The California State Board of Equalization (Board) recently issued a favorable decision in an important Section 1031 exchange case. As an elected body of five members, the Board hears appeals in California tax cases where the taxpayer has not been able to agree or settle with the California Franchise Tax Board (FTB). A hearing before the Board is the last stop in the administrative appeal process. The only recourse a taxpayer has after a Board decision is to pay the tax and go to court to sue for a refund. Generally viewed as an unfriendly venue for taxpayers, it is significant that the Board unanimously held in favor of a group of taxpayers who appealed the disallowance of their Section 1031 exchanges by the FTB.
The FTB has been very aggressive in auditing Section 1031 exchanges and disallowing exchanges involving a "drop and swap" or a "swap and drop." The new Board decision should put the brakes on the FTB's aggressive positions which are not consistent with established federal case law in the 1031 exchange area.

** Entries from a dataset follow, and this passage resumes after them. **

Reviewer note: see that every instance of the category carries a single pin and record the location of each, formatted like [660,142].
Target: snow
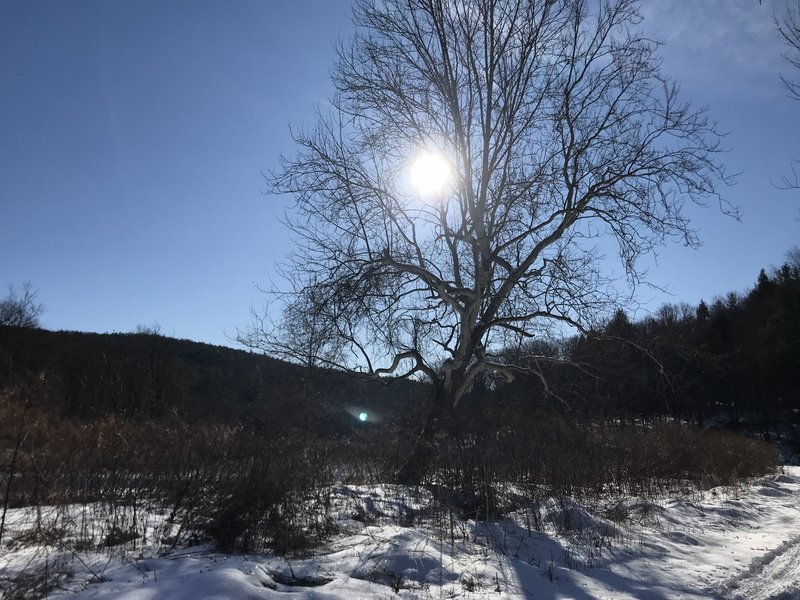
[726,543]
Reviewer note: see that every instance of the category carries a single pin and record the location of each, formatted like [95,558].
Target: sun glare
[429,173]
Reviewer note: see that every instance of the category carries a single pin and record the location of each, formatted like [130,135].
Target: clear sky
[133,136]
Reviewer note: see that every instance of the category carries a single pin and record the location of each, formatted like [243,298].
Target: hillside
[89,375]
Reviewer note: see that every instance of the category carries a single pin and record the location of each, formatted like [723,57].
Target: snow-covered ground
[741,543]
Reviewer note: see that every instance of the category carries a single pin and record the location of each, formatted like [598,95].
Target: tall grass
[249,492]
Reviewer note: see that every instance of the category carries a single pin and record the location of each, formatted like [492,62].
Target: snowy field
[727,543]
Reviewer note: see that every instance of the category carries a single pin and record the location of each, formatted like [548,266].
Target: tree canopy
[559,131]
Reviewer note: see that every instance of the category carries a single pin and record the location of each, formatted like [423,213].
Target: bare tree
[788,25]
[20,310]
[559,132]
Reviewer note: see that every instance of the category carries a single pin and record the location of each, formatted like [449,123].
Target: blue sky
[133,136]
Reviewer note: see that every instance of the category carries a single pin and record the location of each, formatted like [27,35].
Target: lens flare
[430,173]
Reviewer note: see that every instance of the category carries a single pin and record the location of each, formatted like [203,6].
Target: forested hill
[733,359]
[135,375]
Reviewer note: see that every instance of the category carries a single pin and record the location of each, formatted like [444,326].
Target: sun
[430,173]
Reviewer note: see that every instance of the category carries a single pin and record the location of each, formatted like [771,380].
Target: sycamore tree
[453,197]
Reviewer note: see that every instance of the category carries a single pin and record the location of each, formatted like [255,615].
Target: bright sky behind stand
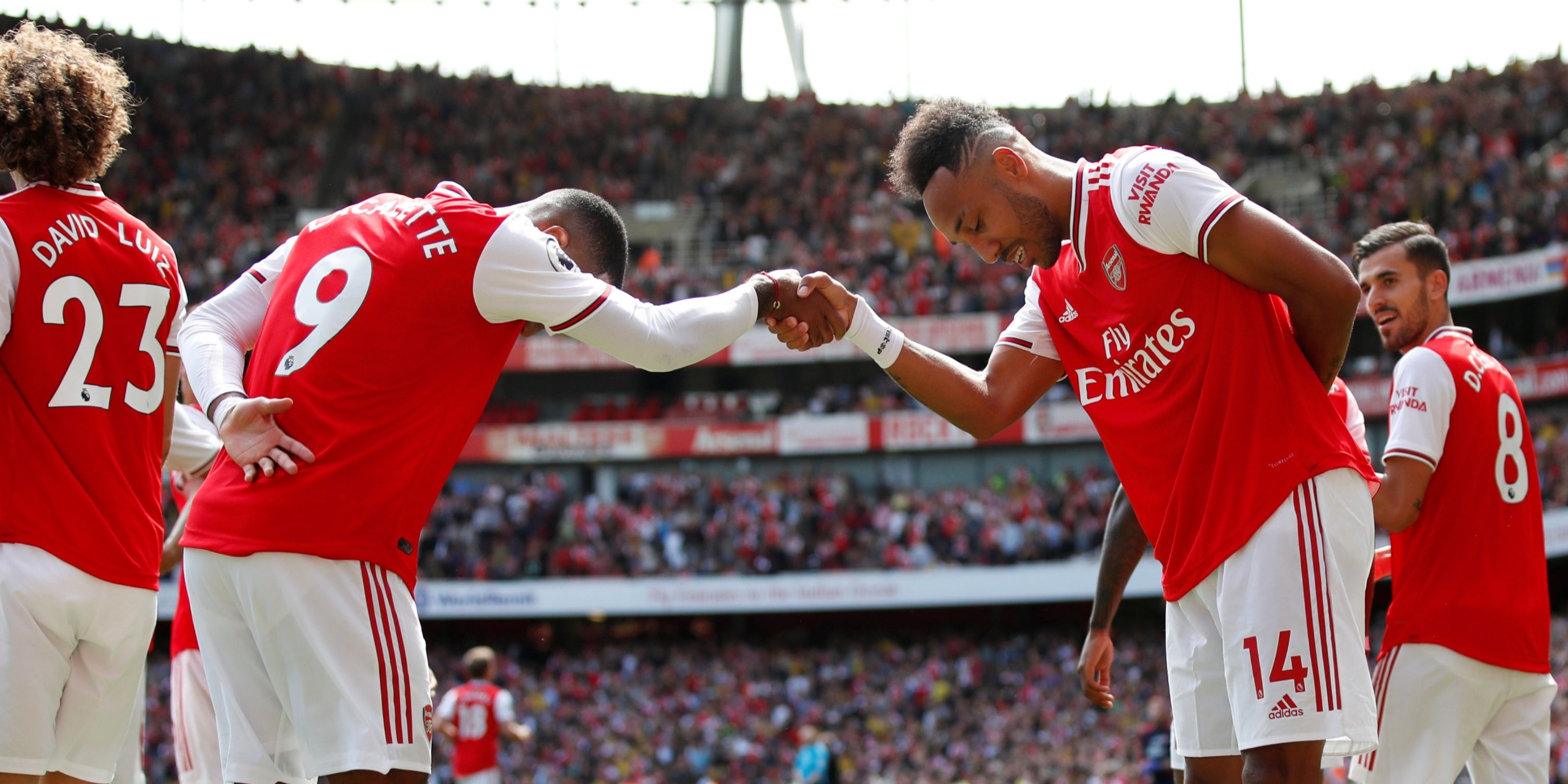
[1006,52]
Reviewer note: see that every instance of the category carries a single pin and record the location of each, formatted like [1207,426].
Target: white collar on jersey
[80,189]
[1451,331]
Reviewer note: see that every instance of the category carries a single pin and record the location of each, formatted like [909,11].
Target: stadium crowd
[941,708]
[228,148]
[687,523]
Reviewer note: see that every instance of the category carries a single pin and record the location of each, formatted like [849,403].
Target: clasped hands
[814,309]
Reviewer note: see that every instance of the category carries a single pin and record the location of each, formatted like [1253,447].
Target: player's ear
[1010,164]
[1437,284]
[562,236]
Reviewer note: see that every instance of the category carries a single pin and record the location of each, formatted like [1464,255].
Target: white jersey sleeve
[505,712]
[524,275]
[1169,203]
[1029,330]
[10,276]
[1420,407]
[1355,421]
[217,335]
[449,705]
[193,443]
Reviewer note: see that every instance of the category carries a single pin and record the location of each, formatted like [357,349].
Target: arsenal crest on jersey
[1115,269]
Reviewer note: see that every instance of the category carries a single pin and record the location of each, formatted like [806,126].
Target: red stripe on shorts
[1382,698]
[382,662]
[1318,590]
[1333,634]
[386,629]
[408,692]
[1307,595]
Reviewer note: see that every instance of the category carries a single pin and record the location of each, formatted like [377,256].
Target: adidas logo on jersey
[1286,708]
[1068,316]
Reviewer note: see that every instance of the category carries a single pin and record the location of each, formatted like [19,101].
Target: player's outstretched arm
[1119,559]
[214,342]
[683,333]
[1398,501]
[979,402]
[1266,253]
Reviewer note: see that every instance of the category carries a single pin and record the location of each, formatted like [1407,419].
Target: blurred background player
[814,759]
[476,716]
[90,309]
[1186,319]
[193,447]
[389,322]
[1463,675]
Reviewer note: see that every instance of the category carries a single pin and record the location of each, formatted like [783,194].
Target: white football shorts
[73,653]
[316,667]
[1267,648]
[1440,712]
[195,722]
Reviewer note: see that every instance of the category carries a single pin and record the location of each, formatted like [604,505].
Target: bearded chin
[1037,222]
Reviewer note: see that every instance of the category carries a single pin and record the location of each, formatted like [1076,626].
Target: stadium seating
[229,146]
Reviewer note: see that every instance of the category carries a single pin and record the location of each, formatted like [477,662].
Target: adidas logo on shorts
[1286,708]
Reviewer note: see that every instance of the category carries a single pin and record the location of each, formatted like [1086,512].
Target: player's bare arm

This new decision involved a swap and drop. A group of taxpayers sold properties and exchanged into tenancy-in-common interests in a replacement property (the "swap"). As required by their lender, they contributed their individual co-tenancy interests into a single purpose limited liability company seven months after the exchange (the "drop"). The FTB argued that the drop—this planned roll-up into an LLC—disqualified the 1031 exchange.
Rejecting the arguments of the FTB, the Board held that there was independent significance to the taxpayers' holding the property as co-tenants for seven months. The roll-up of the co-tenancy interests into an LLC was merely a change in the form of ownership which did not disqualify the exchange as the FTB argued.
This decision affects a number of California cases that are currently on appeal. It gives taxpayers and their advisors reason to cheer and will hopefully bring California more in line with the approach which the IRS and federal courts have taken on 1031 exchanges.